Coachlines - August 2019

16.08.19 Past Master Michael Kimber

A visit to Fenix Carriages

A party of Liverymen and guests made the journey to Devon to visit Mark & Jo Broadbent to inspect the wonderful coach and carriage collection at Fenix Carriages. After a welcome coffee, Mark gave an interesting and informative talk on the history of the Royal Mail service in the 18th and 19th centuries, with special reference to the Vidler mail coach, Quicksilver, which had recently been unveiled at the Annual Banquet.

Vidler’s Quicksilver mail coach

Mark gave an excellent history of the postal service, which had started with the use of post boys riding horses between various towns. They were not very reliable and the speed was not good. However, in 1784 a Member of Parliament called John Palmer thought he could improve the postal service using coaches with four horses. On 2nd August 1784 the first mail coach run took place and a journey that the post boys used to do in 50 hours took the coach just 15 hours, so a new service had begun.

John Besant designed a special coach, which was accepted by John Palmer and it was decided all mail coaches should be the same so the service could be recognised wherever it operated. After a few years, John Palmer joined up with John Vidler and after Besant died, Vidler bought the business from his widow for the vast sum of £30,000, which goes to show how valuable the postal service had become. But this purchase gave Vidler the control of the coach building business and he then was instrumental in the design of the mail coaches that dominated the postal service for many years.

Those who ran the coaches also in many cases owned the inns where the horses were changed. The coaches were in the main still owned by Vidler and leased out for the postal service. By 1835 the average number of coaches licenced in Britain was more than 3,000. Millions of pounds were tied up in inns, coaches and horses. The postal service created a lot of employment and there were more than 16,000 coachmen as well as the ancillary workers needed, such as coach and harness makers, farriers and whip makers. One of the greatest coach masters was William Chaplin, who had a huge business owning five coaching inns in London including the Swan with two Necks in Lad Lane north of Cheapside. He stabled 1,400 horses in London and another 400 in Hounslow, and employed nearly 2,000 people and used 200 coaches. Half the mail coaches that left London each night were horsed by him and these included the Bristol Mail and the Devonport Mail, the Quicksilver.

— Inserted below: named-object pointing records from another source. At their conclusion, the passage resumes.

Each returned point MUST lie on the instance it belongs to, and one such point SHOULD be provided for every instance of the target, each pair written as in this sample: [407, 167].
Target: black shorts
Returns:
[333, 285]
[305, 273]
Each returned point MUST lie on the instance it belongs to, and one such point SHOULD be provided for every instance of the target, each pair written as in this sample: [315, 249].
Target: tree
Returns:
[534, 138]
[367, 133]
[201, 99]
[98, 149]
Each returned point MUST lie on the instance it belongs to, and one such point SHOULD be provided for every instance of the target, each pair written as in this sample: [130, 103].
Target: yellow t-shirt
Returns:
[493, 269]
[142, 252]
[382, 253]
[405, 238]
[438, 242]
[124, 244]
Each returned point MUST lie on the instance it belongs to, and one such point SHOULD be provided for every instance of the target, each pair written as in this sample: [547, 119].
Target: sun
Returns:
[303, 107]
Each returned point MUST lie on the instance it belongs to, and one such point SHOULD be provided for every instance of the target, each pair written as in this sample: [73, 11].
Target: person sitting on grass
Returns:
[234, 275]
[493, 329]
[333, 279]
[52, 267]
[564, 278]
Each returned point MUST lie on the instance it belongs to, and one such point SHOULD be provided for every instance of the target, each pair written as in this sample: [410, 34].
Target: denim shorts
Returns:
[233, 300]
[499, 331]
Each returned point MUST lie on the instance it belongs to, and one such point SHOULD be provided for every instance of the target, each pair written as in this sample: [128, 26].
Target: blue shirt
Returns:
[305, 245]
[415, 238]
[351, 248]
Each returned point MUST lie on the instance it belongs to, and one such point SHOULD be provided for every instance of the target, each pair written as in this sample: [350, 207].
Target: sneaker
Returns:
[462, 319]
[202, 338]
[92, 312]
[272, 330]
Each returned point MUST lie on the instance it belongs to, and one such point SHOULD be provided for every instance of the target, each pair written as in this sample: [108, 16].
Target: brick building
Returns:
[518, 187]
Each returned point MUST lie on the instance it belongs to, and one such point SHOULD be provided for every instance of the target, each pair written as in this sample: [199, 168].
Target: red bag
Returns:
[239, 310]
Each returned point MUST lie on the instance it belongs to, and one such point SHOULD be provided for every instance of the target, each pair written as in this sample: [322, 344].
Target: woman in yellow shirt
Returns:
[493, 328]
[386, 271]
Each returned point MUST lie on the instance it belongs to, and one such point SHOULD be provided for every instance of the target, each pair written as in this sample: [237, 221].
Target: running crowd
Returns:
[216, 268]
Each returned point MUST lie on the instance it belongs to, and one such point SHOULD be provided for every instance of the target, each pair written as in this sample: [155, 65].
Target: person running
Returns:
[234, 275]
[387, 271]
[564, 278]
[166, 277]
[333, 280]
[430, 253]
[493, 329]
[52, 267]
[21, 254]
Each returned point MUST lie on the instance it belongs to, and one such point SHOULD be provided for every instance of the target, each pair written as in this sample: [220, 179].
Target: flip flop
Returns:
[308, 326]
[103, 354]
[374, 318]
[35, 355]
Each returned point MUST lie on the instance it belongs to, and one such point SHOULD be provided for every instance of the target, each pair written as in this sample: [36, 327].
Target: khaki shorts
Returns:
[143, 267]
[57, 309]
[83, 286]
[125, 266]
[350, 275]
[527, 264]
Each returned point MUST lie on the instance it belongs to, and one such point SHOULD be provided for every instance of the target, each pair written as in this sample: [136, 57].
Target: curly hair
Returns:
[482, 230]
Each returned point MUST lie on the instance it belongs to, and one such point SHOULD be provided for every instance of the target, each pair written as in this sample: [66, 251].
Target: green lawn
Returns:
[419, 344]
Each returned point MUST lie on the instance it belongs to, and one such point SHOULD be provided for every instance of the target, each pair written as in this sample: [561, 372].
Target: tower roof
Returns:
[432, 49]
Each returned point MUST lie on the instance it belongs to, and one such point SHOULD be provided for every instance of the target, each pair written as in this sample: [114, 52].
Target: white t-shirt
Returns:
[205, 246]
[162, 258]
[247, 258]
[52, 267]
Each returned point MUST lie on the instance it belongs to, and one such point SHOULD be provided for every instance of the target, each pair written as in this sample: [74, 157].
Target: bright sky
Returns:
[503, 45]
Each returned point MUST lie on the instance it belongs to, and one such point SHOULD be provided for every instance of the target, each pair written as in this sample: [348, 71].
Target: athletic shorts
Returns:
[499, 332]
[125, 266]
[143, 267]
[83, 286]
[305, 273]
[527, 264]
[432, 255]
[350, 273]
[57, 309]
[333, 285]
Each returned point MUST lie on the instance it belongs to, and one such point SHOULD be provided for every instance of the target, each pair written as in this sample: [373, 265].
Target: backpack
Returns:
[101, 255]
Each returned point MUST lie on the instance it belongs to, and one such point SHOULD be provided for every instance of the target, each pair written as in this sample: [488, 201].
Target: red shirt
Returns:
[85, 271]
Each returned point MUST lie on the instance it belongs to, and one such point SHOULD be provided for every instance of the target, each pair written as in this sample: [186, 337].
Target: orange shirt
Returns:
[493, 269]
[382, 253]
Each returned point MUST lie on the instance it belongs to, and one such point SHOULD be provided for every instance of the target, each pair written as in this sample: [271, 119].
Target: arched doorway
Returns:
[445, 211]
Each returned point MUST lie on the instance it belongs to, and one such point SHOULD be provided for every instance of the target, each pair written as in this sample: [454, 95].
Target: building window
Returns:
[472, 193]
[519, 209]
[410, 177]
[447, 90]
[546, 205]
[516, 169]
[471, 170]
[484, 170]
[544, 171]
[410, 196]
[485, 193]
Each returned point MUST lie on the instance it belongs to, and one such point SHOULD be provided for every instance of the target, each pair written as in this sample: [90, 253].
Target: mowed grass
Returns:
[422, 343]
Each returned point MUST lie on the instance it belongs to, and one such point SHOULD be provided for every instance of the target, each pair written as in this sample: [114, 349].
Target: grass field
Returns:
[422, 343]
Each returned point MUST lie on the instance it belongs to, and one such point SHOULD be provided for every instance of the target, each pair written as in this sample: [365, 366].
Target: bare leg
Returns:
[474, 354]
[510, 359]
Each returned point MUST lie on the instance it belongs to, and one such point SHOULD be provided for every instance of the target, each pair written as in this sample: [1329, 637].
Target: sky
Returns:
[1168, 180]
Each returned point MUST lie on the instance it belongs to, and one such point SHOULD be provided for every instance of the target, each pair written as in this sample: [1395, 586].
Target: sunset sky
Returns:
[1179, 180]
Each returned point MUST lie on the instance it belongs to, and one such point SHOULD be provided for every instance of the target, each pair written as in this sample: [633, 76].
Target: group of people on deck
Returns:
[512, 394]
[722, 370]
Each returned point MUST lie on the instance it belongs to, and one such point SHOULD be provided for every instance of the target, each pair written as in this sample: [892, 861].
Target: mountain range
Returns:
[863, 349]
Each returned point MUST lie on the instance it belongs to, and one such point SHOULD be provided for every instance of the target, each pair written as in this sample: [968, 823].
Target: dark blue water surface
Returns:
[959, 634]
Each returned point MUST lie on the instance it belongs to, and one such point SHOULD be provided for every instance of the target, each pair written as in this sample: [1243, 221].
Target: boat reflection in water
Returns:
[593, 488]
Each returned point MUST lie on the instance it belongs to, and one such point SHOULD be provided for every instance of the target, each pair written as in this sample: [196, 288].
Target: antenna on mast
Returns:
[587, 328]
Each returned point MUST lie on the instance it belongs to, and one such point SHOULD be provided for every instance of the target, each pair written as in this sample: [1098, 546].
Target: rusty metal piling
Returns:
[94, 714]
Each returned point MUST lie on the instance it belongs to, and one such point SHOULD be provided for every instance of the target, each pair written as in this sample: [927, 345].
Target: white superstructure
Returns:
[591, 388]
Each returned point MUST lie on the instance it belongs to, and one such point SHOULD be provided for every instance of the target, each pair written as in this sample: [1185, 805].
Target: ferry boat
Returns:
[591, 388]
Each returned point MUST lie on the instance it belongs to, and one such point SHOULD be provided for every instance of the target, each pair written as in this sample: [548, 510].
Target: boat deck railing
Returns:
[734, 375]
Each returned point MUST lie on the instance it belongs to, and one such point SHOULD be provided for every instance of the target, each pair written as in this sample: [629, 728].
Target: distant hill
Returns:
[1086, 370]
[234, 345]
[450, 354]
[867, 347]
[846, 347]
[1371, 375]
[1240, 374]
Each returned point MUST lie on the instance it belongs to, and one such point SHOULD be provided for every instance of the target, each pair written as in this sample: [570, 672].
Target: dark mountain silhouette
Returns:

Quicksilver was the fastest and most reliable of all the mail coaches on the road in the early 1800s. The coach left Gloucester Coffee House at 8.30pm and set off for Devonport. It crossed Salisbury Plain in the dead of night, and arrived in Exeter by midday. The coach stopped there for 10 minutes and reached Devonport at about 5pm. The average speed between London and Devonport was 10mph, and a distance of 215 miles and took just 21.5 hours including the stops to change horses and take on and off mail bags.

Unfortunately Vidler fell out with the post office and when the contract for building mail coaches came to an end, he was told not to bother tendering for the contact again. Those who did tender were Joseph Wright and Walter Williams in the south of the country and Robert Croall in Scotland. He was the ancestor of Past Coachmaker Master Robert Croall. Vidler was upset and took all his coaches off the road. Not many survived and the Quicksilver is one of them.

Mail coaches had right of way and the guard would blow his horn when approaching an inn to warn them to have the change of horses ready. Horses were changed about every 10 miles. Usually the guard and the coachman would not get off the coach during changes of horses. Passengers also had to stay either on top or inside the coach. If they needed food, then there may a quick stop at an inn. The guard was in charge of the mail, which would be in a box in front of his seat at the rear of the coach, and he would have a blunderbuss and a pair of flintlock pistols to protect the mail.

Mark’s interesting talk was illustrated with slides and he explained the detailed work involved with the restoration of Quicksilver – the last remaining mail coach built by Vidler. We then enjoyed a tour of the workshops to see where Mark and his team build modern competition vehicles and the carriage specially designed for disabled drivers, which received the Coachmakers’ Award to Industry in 2016. He also showed us the work being carried out restoring old carriages to a high standard.

Bob Elliott, a highly respected guard, spoke to us about the role of the guard on mail coaches. He also demonstrated the techniques of horn blowing with their various call signs, which were used to warn the inns that the coach was approaching and to have the new team of horses ready. The coach horn was also used to warn other road users to clear the way for the Royal Mail as the mail coaches had the right of way over other road users. On some journeys the guard would play the horn to entertain the passengers on top and inside the coach.

Jo Broadbent then harnessed a pair of horses to a body break so Mark could show us the various competition courses he has built.

He also described the various coaches he has in his museum, together with other horse drawn carriages. It was an excellent day with luncheon and a first class Devon tea to end the day. Coachmakers are recommended to make the effort to visit Mark and Jo Broadbent in Devon to see their excellent museum of coaches and carriages.